For many typical remodeling projects, homeowners hire a contractor to remove the old and bring in the new. But at a time when supply challenges surround certain building products, what if some of the materials used in new-home builds or remodeling projects weren’t brand new?
In the past couple of decades, people have come to see how disposable society can be and many have started to favor reusing items because it’s environmentally conscious, is more affordable, and can offer different design styles. Companies like Craigslist, Goodwill, Facebook Marketplace, and local consignment shops are examples of where to buy used household items, such as furniture, appliances, or decor, but Baltimore-based nonprofit Second Chance takes the concept further by salvaging unwanted building materials from single-family homes.

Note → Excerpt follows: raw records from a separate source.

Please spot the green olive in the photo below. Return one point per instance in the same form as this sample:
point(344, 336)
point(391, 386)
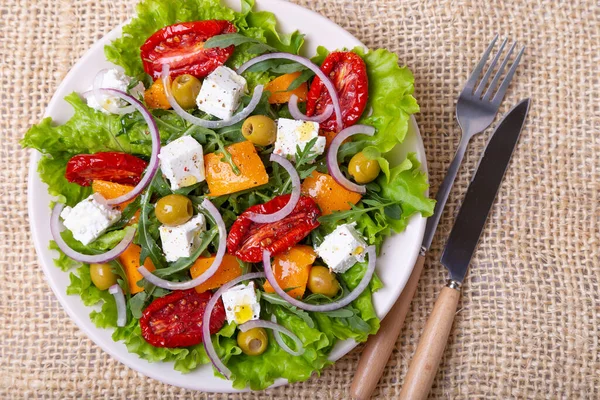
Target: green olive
point(185, 89)
point(102, 276)
point(260, 129)
point(362, 169)
point(322, 281)
point(253, 342)
point(174, 209)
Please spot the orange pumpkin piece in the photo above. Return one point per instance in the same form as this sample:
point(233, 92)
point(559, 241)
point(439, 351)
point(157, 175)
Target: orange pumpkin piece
point(291, 270)
point(111, 190)
point(155, 96)
point(329, 195)
point(130, 259)
point(278, 89)
point(329, 135)
point(228, 270)
point(222, 180)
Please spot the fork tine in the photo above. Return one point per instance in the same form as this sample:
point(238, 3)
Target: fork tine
point(470, 85)
point(490, 69)
point(502, 90)
point(492, 87)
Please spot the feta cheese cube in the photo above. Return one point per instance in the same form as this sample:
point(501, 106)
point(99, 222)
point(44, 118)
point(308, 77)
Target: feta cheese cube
point(342, 248)
point(112, 79)
point(89, 219)
point(292, 133)
point(182, 240)
point(182, 162)
point(241, 304)
point(221, 93)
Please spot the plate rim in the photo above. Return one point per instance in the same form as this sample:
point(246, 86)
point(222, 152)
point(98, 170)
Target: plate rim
point(42, 247)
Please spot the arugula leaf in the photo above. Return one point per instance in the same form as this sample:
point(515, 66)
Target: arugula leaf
point(304, 76)
point(235, 39)
point(136, 304)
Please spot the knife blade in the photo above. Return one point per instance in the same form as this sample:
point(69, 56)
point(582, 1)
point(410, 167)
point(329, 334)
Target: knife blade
point(481, 193)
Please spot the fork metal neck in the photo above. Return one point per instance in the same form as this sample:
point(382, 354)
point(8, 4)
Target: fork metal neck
point(444, 192)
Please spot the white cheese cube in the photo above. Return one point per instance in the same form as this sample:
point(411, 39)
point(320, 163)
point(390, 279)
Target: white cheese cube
point(88, 220)
point(292, 133)
point(342, 248)
point(182, 240)
point(112, 79)
point(182, 162)
point(221, 93)
point(241, 304)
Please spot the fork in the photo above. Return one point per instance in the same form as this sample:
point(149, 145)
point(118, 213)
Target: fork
point(476, 109)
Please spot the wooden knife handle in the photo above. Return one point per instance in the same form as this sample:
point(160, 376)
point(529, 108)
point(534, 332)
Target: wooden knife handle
point(379, 347)
point(426, 360)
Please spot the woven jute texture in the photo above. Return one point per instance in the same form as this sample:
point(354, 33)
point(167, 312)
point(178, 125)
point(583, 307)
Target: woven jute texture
point(528, 324)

Founded in 2001, Second Chance is a 501(c)(3) nonprofit that “provides people, materials, and the environment with a second chance.” The social enterprise deconstructs old buildings and homes, salvages usable materials and additional donated items, and uses the revenue generated to provide job training and workforce development for people with various employment obstacles in the Baltimore region.

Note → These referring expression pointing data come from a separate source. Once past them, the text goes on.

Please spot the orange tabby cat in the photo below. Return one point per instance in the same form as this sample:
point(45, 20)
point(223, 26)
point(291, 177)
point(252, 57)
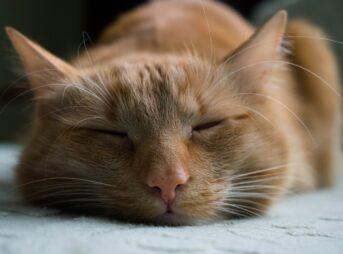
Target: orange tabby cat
point(182, 113)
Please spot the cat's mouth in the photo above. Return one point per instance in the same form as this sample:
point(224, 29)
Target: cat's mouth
point(171, 218)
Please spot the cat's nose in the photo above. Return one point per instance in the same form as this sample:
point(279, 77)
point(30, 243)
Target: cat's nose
point(168, 185)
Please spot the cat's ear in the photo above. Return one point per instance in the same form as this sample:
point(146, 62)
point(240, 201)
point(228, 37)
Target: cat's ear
point(42, 67)
point(253, 63)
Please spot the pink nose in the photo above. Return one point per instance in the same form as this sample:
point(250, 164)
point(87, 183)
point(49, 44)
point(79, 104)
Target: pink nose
point(168, 184)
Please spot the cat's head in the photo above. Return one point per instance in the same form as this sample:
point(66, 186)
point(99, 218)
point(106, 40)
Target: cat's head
point(155, 138)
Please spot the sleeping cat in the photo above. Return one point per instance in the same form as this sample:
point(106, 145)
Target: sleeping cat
point(181, 113)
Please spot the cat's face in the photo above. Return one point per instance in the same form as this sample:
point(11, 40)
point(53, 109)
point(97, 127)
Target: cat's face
point(155, 138)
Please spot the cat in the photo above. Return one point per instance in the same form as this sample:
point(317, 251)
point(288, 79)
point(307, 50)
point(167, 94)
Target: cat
point(181, 113)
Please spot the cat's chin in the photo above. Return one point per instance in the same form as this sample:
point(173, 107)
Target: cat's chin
point(173, 219)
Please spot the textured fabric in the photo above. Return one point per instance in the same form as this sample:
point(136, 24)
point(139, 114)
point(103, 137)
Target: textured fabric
point(307, 223)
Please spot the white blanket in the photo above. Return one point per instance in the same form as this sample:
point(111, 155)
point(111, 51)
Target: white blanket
point(307, 223)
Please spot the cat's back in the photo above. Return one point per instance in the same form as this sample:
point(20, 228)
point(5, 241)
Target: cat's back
point(208, 27)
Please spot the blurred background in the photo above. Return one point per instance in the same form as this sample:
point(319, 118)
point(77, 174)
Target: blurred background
point(58, 26)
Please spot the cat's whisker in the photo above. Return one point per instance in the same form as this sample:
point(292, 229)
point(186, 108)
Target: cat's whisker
point(65, 178)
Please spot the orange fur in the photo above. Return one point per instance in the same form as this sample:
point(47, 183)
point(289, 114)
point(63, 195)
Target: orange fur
point(182, 86)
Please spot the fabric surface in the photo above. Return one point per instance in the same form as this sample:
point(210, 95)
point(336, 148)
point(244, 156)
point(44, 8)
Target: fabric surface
point(307, 223)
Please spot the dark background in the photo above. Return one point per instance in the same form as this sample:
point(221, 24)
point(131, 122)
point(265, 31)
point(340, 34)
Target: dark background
point(58, 26)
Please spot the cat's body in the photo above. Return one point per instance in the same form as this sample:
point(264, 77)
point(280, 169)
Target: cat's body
point(173, 117)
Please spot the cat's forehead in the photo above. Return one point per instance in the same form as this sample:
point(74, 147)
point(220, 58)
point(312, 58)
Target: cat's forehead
point(159, 90)
point(156, 92)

Founder and president Mark Foster began with a team of four employees that specialized in deconstruction and has quickly grown to a company that employs 250 people in deconstruction, salvage, retail, operations, transportation, and customer service.
“We started off with architectural salvage and preserving historical elements, ensuring they don’t go away,” says Foster. “Fortunately, over a period of time, it diversified. Now, when you come in to our store, you see the full gamut of things that would be part of building and furnishing a house—that could be artwork, furniture, floors, doors, windows, appliances, pretty much the whole spectrum.”
On average, the organization deconstructs roughly 250 homes—with an average size of 2,500 square feet—each year stretching from Maine to Florida, with many requests from home builders that are clearing away an existing property to make room for a new structure. Second Chance employees also take apart partial projects, including interior guts or remodels, where they will strip everything but leave the framing and foundations. Plus, the organization picks up more than 1,000 donations of materials and furniture from small remodeling projects by professionals and DIYers.
All of the items gathered are displayed in the company’s 250,000-square-foot retail location in downtown Baltimore, which sells the wide selection of donated and reclaimed items to builders, designers, collectors, and the general public.